Search papers, labs, and topics across Lattice.
This paper introduces PLAG, a pseudo-label-guided anomaly generation method that enhances tabular anomaly detection by utilizing pseudo-anomalies to guide the identification of localized abnormal patterns in tabular features. By decoupling anomaly quantification into feature-level abnormalities and employing a two-stage data selection strategy, PLAG effectively mitigates the reliance on scarce ground-truth labels while improving the fidelity and diversity of synthetic anomalies. Extensive experiments show that PLAG outperforms eight baseline methods, achieving state-of-the-art results and boosting F1-scores by 0.08 to 0.21 when integrated with existing unsupervised detectors.
PLAG transforms tabular anomaly detection by leveraging pseudo-labels to uncover fine-grained, localized anomalies, outperforming traditional methods that struggle with label scarcity.
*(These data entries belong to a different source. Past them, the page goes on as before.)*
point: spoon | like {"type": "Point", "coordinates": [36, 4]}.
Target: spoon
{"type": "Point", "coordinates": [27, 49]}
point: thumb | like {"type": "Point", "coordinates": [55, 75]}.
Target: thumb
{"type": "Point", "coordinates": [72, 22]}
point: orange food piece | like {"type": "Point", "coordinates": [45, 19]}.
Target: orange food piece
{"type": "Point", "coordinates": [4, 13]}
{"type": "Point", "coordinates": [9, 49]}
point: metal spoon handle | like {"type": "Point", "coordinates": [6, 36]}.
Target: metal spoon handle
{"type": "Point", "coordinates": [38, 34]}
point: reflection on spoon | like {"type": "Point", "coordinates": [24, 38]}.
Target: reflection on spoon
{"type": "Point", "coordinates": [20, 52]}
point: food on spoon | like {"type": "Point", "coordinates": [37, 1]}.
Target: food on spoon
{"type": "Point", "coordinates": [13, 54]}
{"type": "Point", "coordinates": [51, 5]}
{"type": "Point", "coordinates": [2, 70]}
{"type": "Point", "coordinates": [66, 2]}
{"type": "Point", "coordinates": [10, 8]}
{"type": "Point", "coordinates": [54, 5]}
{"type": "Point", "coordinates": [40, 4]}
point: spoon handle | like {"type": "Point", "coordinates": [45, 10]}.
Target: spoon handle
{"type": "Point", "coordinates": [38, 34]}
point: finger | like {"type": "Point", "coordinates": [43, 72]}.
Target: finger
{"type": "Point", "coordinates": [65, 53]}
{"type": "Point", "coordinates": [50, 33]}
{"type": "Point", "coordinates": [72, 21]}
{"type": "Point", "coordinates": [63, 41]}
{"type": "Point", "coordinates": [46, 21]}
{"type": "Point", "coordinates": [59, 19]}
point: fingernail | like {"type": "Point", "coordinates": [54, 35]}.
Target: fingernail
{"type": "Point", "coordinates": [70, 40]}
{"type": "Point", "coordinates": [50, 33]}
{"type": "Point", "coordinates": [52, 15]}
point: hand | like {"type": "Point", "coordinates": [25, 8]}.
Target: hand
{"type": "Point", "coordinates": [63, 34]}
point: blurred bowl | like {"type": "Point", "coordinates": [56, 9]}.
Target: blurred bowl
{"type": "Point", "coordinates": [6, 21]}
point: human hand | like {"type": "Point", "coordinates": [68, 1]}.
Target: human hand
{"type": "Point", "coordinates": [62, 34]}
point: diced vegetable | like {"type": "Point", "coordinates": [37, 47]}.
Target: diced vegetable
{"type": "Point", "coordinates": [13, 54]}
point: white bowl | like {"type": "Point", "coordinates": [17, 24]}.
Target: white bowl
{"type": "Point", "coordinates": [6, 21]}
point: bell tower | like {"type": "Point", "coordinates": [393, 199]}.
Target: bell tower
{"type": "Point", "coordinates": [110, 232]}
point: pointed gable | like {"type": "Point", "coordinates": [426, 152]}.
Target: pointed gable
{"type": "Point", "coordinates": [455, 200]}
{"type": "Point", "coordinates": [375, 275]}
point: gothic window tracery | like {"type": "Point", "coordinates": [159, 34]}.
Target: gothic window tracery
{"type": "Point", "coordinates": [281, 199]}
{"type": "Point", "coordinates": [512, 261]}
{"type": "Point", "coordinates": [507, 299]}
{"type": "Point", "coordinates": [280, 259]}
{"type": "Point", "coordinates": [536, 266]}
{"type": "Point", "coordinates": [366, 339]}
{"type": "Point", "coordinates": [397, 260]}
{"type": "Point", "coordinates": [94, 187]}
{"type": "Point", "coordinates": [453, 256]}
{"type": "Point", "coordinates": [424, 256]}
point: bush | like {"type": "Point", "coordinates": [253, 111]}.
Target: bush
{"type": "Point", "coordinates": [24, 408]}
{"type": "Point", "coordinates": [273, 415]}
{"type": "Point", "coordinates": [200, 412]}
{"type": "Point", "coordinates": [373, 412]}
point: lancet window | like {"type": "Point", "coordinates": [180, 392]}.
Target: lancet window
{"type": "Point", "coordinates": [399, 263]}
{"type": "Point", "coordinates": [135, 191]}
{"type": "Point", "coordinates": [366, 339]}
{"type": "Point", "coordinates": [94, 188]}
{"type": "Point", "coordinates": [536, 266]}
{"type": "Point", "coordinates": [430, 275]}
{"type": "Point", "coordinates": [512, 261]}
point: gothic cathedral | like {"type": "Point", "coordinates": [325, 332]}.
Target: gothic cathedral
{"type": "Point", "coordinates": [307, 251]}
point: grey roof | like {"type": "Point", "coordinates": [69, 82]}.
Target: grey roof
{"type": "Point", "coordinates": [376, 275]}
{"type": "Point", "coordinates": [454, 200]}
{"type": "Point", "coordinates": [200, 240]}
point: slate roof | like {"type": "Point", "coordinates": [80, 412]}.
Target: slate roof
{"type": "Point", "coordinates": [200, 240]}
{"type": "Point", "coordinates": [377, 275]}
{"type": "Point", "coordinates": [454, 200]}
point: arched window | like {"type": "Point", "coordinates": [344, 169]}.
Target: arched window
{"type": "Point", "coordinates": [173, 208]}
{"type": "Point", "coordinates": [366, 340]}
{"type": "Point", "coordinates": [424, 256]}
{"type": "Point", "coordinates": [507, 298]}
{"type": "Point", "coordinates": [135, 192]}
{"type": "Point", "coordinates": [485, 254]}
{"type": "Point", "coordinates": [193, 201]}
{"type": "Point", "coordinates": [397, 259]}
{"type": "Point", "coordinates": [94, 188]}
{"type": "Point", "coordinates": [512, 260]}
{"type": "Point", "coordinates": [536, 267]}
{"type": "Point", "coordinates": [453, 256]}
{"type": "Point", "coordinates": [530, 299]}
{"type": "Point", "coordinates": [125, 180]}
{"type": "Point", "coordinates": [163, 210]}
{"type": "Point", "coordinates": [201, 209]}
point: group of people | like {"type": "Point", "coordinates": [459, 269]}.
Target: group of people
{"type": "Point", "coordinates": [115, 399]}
Identifying anomalous instances in tabular data is essential for improving data reliability and maintaining system stability. Due to the scarcity of ground-truth anomaly labels, existing methods mainly rely on unsupervised anomaly detection models, or exploit a small number of labeled anomalies to facilitate detection via sample generation or contrastive learning. However, unsupervised methods lack sufficient anomaly awareness, while current generation and contrastive approaches tend to compute anomalies globally, overlooking the localized anomaly patterns of tabular features, resulting in suboptimal detection performance. To address these limitations, we propose PLAG, a pseudo-label-guided anomaly generation method designed to enhance tabular anomaly detection. Specifically, by utilizing pseudo-anomalies as guidance signals and decoupling the overall anomaly quantification of a sample into an accumulation of feature-level abnormalities, PLAG not only effectively obviates the need for scarce ground-truth labels but also provides a novel perspective for the model to comprehend localized anomalous signals at a fine-grained level. Furthermore, a two-stage data selection strategy is proposed, integrating format verification and uncertainty estimation to rigorously filter candidate samples, thereby ensuring the fidelity and diversity of the synthetic anomalies. Ultimately, these filtered synthetic anomalies serve as robust discriminative guidance, empowering the model to better separate normal and anomalous instances. Extensive experiments demonstrate that PLAG achieves state-of-the-art performance against eight representative baselines. Moreover, as a flexible framework, it integrates seamlessly with existing unsupervised detectors, consistently boosting F1-scores by 0.08 to 0.21.